Exploratory Data Analysis
Here you will include exactly 2 plots and 2 tables and associated descriptions of each output. For each plot and table, provide a brief (2-4 sentence) explanation of what the result tells us and why we should care about it:
- 1 quantitive plot (e.g., scatter plot, histogram, etc)
- 1 qualitative plot (e.g., bar chart comparing groups)
- table made using an aggregate function (pivot or group)
- table made as a result of a join
As general advice, readers should be able to take away as much information as possible from the plots themselves. Be deliberate about how you format these plots and focus on selecting one that best represents the most interesting result (rather than including multiple plots/tables to demonstrate the work you've done). The plots and tables should relate to the hypothesis test and prediction questions you hope to answer. You should judiciously show only the attributes that are important for your questions and thus hide rows or columns that take away from key information.
Hypothesis Test
- State the hypothesis test (restate the null and alternative hypothesis)
- Decide on a significance level
- Explain your choice of test
- Implement your test in code (note: you do not need to include the code in your written report)
- Interpret your results and state whether the data is consistent with the null or not
- For groups of three, include a summary of what you learned from both tests (not just what you learned from each one).
Prediction
- Restate your prediction question and the method you'll use to test
- Implement your predictive model in code (note: you do not need to include the code in the written report)
- Evaluate your model fit and/or performance using appropriate diagnostic tools and measurements (such as linear regression)
- You should show work to calculate the model numerically (for example, the slope and interception of the regression line). Do not merely use fit_line = True.
- Even if your scatter plot does not seem to indicate a linear relationship, please generate a residual plot demonstrating knowledge of applying linear regression to show further evidence of non-linearity.
- Interpret your results. Does the model fit the data? Can you use it to predict the outcome of new datapoints? What changes might need to be made to get a better model?
When exploring prediction questions for your final project, it’s generally recommended to apply linear regression to numerical data, and it is not recommended to apply linear regression to categorical data that is binary (only has two values).
Conclusion
This section should be roughly 200 words.
- Briefly restate the results of your hypothesis test(s) and prediction procedures
- State what you conclude given the results of all of your analyses.
- State at least one potential limitation of your data or analysis.
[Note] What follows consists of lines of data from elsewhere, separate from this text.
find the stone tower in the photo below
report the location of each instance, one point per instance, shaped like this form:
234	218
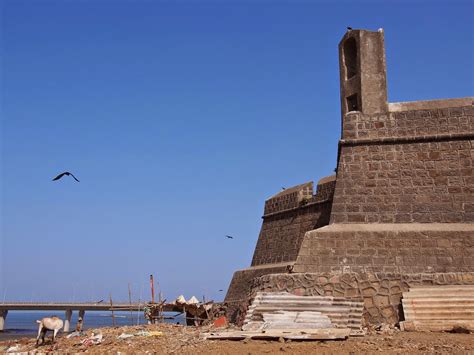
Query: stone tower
363	72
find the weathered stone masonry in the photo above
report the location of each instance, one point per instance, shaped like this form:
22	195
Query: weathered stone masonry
399	213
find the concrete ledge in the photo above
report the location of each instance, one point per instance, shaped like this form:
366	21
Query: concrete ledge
400	248
429	104
395	227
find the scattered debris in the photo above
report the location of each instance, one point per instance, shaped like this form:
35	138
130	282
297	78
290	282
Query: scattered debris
74	334
125	336
13	349
93	339
220	322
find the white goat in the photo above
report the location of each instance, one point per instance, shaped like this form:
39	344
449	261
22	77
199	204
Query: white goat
48	323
Are there potential sources of bias in your data?
Report Tips
- Write the report text in a collaborative text editor (such as Google Docs) to be able to work on components of the report with your partner(s).
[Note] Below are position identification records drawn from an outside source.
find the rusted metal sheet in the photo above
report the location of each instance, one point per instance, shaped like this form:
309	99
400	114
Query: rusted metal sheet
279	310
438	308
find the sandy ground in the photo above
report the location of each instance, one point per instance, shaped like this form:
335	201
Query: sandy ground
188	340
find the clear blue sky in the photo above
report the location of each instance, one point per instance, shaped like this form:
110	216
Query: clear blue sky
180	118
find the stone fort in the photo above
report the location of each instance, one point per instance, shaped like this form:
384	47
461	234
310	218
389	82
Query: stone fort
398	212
- Communicating your analytical approach is a core component of how your final project is evaluated. Spelling errors, typos, and grammatical errors will be factored into your grade.
- A large part of communicating is being selective with what components of your analysis to report upon. Your final report shouldn't be a walkthrough of your entire process. Rather, you should hone in on the charts and tables that are most important for communicating your results. While you should absolutely explore many paths in your analysis, be judicious about which ones you write about in your final report. If you were reading this report for the first time, what would you find useful for understanding the results? Are there any parts that are unnecessary or distract from the main point?